Green infrastructure has become a mainstream stormwater management technique in much of the country. This toolkit will be a big help to New Jersey communities — especially in view of expected updates to the state’s stormwater management rules that will require the use of green infrastructure, making it the go-to strategy for pollution prevention and flood mitigation. And that’s a very good thing.
Rutgers Professor Chris Obropta, a professional engineer and director of the Water Resources Program at Rutgers/NJAES, agrees. “The great majority of New Jersey’s rivers, streams and lakes are impaired,” he said. It’s a real problem, and green infrastructure is an excellent way to start fixing it. Green infrastructure can prevent runoff pollution from most of the rain events we experience in New Jersey.”

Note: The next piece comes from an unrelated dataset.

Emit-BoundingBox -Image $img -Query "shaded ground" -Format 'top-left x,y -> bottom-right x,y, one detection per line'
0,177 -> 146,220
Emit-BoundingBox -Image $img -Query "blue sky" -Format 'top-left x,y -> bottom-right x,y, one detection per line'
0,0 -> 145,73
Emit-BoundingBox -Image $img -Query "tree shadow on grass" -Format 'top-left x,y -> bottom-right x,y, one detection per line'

Moderate rainfall and brief but powerful downpours can have major impacts on our day-to-day lives. Water often floods streets, making commutes and errands a hassle. Rainwater running off of sidewalks, parking lots, rooftops and lawns carries pollutants like motor oil, trash, fertilizer, pesticides and animal waste into local bodies of water, making lakes and rivers unsuitable for recreation.
For the past few years, New Jersey Future has worked with a few municipalities to integrate green infrastructure into local planning, policies, regulations, and programs. Albert Kelly, mayor of the City of Bridgeton and immediate past president of the New Jersey League of Municipalities, urges his fellow elected officials to take green infrastructure seriously. “You ignore problems like pollution and flooding at your peril,” he said. “Working with community partners, you can make real, visible progress. Your constituents can see the work, and they appreciate that you’re paying attention to problems that affect their quality of life.”

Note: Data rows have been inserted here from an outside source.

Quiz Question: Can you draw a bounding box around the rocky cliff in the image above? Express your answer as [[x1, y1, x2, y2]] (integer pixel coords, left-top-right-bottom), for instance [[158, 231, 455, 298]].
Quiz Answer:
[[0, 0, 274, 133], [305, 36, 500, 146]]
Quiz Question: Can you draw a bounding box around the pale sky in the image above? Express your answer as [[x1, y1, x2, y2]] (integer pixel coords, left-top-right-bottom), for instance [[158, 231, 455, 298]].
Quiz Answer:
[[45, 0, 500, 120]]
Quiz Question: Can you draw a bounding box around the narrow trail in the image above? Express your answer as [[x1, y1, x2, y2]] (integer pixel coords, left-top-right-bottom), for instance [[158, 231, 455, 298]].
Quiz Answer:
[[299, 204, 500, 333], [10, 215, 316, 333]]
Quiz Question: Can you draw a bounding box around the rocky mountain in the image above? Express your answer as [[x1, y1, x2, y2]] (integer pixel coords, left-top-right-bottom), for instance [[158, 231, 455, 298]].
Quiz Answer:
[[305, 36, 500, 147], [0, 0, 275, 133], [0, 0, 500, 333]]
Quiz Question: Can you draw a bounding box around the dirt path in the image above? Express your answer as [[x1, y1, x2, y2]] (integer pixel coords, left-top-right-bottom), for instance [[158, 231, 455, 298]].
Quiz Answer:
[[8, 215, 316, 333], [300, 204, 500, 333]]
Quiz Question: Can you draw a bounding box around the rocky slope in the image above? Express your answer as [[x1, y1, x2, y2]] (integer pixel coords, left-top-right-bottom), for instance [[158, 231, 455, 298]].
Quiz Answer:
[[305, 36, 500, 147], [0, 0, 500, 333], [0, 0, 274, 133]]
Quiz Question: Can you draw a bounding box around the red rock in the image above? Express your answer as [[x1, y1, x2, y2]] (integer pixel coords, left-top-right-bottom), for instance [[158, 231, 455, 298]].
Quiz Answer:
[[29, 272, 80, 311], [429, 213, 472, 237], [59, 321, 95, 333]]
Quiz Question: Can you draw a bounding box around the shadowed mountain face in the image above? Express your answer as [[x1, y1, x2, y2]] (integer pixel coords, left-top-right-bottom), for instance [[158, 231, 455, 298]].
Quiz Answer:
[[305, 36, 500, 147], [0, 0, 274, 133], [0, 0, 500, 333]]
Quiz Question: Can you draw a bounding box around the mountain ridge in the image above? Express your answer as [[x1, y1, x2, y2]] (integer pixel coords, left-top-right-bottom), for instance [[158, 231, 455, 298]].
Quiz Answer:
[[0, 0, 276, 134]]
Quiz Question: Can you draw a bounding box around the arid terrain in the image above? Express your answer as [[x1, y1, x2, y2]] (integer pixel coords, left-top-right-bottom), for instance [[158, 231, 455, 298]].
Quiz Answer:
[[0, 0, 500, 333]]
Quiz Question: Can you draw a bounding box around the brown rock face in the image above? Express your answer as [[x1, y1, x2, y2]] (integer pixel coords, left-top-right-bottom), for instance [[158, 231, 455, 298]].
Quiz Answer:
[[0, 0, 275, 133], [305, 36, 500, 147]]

The Green Infrastructure Municipal Toolkit features practical advice and extensive resources organized in three basic categories – plan, implement and sustain – to help users navigate the site and approach the overall topic in a systematic fashion. While the primary audience for the toolkit is local elected officials, other important audiences include planning board, environmental commission and green team members, municipal engineers, planners, administrators, and public works superintendents, and local environmental advocates.
The toolkit should prove useful to municipalities just getting started with green infrastructure, as well as to those already familiar with GI. Direct links to Sustainable Jersey actions illustrate a variety of ways that planning for and installing green infrastructure can translate to Sustainable Jersey points toward certification. The toolkit was developed in consultation with the Green Infrastructure Municipal Toolkit Advisory Committee, a group of more than 20 municipal leaders and experts who gave generously of their knowledge, insight and time.
View the toolkit online or download the brochure to share with your colleagues. New Jersey Future will host webinars where you can learn more about the toolkit. Sign up for our email list to be notified of toolkit updates and upcoming webinars.
The Green Infrastructure Municipal Toolkit is a product of New Jersey Future’s Mainstreaming Green Infrastructure program, which aims to move green stormwater infrastructure practices into the mainstream. To accelerate and facilitate the mainstreaming process, New Jersey Future works with municipalities, developers, state agencies, and nonprofit partners to provide education, training, and direct technical assistance.